Hachim Ndiaye

Personal information
- Born: 28 October 1963 (age 62)

Sport
- Sport: Track and field

Medal record
Representing Senegal
African Championships
| Gold medal – first place | 1996 Yaoundé | 4×400 m |
| Gold medal – first place | 1998 Dakar | 4×400 m |
| Silver medal – second place | 1992 Belle Vue Harel | 4×400 m |
| Bronze medal – third place | 1989 Lagos | 400 m |
| Bronze medal – third place | 2000 Algiers | 4×400 m |

= Hachim Ndiaye =

Senegalese sprinter

Hachim Ndiaye (born 28 October 1963) is a retired Senegalese sprinter who specialized in the 400 metres.

He is best known for finishing fourth in the 4 × 400 metres relay at the 1996 Olympic Games, together with Moustapha Diarra, Aboubakry Dia and Ibou Faye.

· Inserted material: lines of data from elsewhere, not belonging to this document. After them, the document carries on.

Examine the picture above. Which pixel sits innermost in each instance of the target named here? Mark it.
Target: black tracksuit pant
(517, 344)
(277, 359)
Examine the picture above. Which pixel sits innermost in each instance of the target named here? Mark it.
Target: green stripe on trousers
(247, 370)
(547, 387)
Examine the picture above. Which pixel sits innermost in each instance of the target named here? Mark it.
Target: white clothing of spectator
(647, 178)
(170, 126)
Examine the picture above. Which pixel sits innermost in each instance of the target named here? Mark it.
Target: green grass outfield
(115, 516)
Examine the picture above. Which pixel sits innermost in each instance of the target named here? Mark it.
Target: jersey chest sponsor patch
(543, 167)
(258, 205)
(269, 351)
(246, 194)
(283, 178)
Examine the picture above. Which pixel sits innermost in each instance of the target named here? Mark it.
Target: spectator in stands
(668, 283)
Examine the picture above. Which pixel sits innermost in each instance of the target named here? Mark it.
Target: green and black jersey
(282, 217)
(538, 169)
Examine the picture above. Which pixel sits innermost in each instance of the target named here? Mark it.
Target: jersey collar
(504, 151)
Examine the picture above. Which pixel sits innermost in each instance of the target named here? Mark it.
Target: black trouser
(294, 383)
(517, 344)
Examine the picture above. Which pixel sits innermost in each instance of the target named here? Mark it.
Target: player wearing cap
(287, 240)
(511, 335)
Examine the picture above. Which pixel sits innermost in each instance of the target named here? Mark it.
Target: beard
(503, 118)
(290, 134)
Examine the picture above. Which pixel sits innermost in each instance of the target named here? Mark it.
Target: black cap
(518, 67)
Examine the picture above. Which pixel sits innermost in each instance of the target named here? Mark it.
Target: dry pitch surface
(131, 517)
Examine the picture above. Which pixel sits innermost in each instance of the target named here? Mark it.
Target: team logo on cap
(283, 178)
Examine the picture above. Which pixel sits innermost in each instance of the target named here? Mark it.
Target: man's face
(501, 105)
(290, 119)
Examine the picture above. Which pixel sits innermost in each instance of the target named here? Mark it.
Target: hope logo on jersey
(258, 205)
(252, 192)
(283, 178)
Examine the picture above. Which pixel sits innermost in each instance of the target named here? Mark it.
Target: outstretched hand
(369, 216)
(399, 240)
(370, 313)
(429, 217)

The team ran in a Senegalese record.

Individually he won a bronze medal at the 1989 African Championships, a bronze medal at the 1989 Jeux de la Francophonie, and silver medals at the 1994 and 1997 Jeux de la Francophonie. He competed at the 1995 and 1997 World Championships without reaching the final.

His personal best time was 45.44 seconds (1994).